Сквозь суетящуюся толпу, поверх голов, я увидел издали окно. Первое окно. Огромное, панорамное.
Словно вся глубина ночи раскинулась на одной плоскости. Из светящегося тумана по самый горизонт – разноцветные галактики площадей, скопления спиральных огней, дрожащее зарево над небоскребами; на улицах копошение, извилистое ползание светящихся бусинок, и над всем по вертикалям – хаотическая пляска неонов, огненные плюмажи и молнии, кольца, самолеты и бутыли, багровые одуванчики сигнальных огней на причальных мачтах, вспыхивающие на миг солнца и выпрыгивающие с механической стремительностью огненные жилы реклам.
Я застыл и смотрел, слыша за собой мерное шарканье сотен ног.

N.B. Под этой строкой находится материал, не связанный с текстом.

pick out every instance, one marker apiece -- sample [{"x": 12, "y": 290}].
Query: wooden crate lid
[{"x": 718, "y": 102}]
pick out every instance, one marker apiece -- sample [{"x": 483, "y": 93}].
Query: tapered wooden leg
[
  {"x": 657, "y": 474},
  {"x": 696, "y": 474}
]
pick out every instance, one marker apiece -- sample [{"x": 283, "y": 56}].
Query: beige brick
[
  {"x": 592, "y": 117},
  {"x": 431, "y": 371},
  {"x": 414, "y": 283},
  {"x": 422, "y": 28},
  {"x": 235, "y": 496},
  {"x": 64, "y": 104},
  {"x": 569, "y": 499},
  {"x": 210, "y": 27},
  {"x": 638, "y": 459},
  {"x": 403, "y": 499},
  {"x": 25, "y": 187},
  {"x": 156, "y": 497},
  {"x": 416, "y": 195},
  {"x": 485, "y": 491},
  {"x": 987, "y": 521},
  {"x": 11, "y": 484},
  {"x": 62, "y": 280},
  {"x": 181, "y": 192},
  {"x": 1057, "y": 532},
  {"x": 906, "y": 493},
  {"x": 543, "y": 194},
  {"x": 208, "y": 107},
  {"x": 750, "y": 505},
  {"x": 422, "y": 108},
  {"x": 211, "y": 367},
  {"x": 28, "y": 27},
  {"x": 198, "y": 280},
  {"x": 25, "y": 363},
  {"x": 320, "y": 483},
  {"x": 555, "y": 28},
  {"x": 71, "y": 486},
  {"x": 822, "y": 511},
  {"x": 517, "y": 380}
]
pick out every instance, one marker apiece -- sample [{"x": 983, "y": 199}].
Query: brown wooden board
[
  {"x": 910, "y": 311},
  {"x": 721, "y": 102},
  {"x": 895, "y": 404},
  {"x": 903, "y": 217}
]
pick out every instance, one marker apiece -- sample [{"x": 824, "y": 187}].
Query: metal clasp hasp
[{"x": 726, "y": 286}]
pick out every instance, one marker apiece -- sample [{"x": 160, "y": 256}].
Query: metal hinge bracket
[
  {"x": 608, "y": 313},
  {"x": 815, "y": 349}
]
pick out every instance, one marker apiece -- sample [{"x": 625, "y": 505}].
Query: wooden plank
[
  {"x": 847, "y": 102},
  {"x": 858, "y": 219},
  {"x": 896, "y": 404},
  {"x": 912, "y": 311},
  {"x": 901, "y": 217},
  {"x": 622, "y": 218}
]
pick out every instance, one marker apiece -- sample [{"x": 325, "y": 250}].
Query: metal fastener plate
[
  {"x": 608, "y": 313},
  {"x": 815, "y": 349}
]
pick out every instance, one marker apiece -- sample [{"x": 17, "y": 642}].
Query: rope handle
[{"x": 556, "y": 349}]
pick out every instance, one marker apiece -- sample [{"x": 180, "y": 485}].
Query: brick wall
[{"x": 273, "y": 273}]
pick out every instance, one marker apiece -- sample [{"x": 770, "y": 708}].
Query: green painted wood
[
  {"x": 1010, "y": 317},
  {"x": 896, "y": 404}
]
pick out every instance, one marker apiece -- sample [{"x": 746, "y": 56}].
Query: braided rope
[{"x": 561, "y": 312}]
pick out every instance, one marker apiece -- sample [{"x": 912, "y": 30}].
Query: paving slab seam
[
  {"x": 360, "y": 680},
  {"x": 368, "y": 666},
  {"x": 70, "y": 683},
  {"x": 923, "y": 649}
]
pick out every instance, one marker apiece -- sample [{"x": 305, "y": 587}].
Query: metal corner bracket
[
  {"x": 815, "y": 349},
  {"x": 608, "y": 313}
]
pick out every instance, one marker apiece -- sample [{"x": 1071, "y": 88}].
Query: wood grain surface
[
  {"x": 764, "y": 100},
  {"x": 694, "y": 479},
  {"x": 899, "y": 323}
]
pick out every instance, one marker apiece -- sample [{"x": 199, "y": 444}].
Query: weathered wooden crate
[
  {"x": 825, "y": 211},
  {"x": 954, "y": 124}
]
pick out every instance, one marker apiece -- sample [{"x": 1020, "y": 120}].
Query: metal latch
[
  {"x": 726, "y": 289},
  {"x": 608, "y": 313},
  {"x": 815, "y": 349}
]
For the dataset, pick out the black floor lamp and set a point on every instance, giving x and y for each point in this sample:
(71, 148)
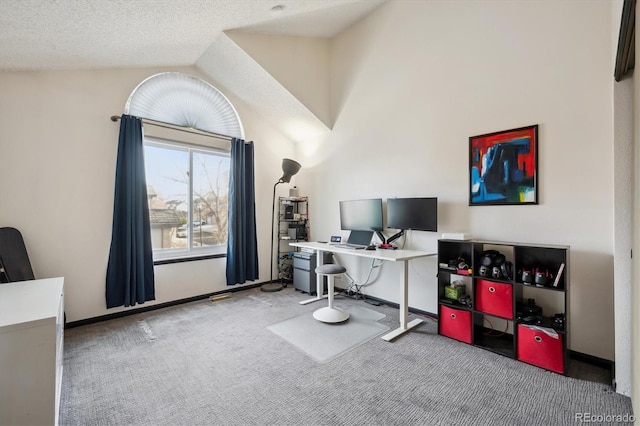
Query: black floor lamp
(289, 168)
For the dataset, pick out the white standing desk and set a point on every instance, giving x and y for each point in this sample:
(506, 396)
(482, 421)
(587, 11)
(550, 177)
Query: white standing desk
(403, 256)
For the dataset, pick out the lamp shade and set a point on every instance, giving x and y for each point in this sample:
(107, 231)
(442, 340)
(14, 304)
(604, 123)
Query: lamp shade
(289, 168)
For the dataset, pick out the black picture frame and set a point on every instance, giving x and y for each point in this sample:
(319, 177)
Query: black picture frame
(503, 167)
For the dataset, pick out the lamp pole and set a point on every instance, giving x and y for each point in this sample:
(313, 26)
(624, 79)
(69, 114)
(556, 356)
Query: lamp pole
(273, 286)
(289, 168)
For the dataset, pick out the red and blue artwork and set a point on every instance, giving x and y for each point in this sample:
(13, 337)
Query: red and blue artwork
(503, 167)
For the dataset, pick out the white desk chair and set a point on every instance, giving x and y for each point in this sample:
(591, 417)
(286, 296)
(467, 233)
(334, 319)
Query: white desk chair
(330, 313)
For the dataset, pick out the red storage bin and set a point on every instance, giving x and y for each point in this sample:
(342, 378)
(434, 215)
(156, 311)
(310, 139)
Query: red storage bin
(494, 298)
(540, 349)
(455, 323)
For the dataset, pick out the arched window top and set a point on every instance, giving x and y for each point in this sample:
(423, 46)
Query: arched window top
(187, 101)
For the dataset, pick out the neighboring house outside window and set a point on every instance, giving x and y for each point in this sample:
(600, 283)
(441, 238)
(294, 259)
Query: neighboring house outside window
(188, 190)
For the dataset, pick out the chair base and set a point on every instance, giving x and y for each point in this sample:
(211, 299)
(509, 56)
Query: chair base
(330, 315)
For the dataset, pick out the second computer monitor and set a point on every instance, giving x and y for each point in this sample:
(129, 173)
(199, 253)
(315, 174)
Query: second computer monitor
(420, 214)
(361, 215)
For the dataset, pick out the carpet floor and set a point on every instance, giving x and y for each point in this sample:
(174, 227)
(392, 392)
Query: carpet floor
(217, 363)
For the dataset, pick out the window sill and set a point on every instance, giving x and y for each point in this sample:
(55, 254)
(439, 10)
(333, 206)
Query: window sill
(190, 258)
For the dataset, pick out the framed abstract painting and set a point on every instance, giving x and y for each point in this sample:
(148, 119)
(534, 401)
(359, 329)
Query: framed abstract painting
(503, 167)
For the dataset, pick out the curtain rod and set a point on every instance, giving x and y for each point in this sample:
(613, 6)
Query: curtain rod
(157, 123)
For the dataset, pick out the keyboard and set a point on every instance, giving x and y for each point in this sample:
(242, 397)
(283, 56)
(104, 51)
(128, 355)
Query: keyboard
(351, 246)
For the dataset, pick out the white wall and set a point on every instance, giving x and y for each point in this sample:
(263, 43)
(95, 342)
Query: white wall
(635, 294)
(414, 80)
(58, 149)
(623, 215)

Внезапно город исчез и появилось огромное трехметровое лицо.
– Мы передавали монтаж хроники семидесятых годов из цикла «Виды старых столиц». Сейчас Траппстель начинает передачу из школы космолитов…
Я почти бежал. Это было не окно, а какой-то огромный телевизор. Я ускорял шаги. Немного вспотел. Вниз! Скорее вниз! Золотые квадраты света. Внутри – толпы людей, пена в стаканах, почти черная жидкость, нет, нет, не пиво, поблескивает ядовито-зеленым, и молодежь, парни и девушки, в обнимку, вшестером, по восемь сразу, перегораживая коридор, шли на меня, им приходилось разнимать руки, чтобы меня пропустить. Меня тряхнуло. Оказывается, сам того не заметив, я вступил на движущуюся дорожку. Совсем близко мелькнули удивленные глаза – красивая темноволосая девушка в чем-то блестевшем, как фосфоресцирующий металл. Ткань облегала ее, она казалась нагой. Лица – белые, желтые, несколько высоченных черных парней, но я был по-прежнему выше всех. Передо мной расступались. Вверху, за выпуклыми стеклами, мелькали неясные тени, играли невидимые оркестры, а здесь продолжался этот странный променад. В темных коридорах – безликие фигуры женщин, светились только припорошенные блестками волосы да пух, прикрывавший их плечи, – только шеи белели в нем, как странные белые стебли. Фосфоресцирующая пудра?..
Узкий проход вел в галерею каких-то гротескных – подвижных, даже вертлявых – статуй; коридор широкий, как улица, с приподнятыми краями, гудел от смеха. Что их так веселило? Эти статуи?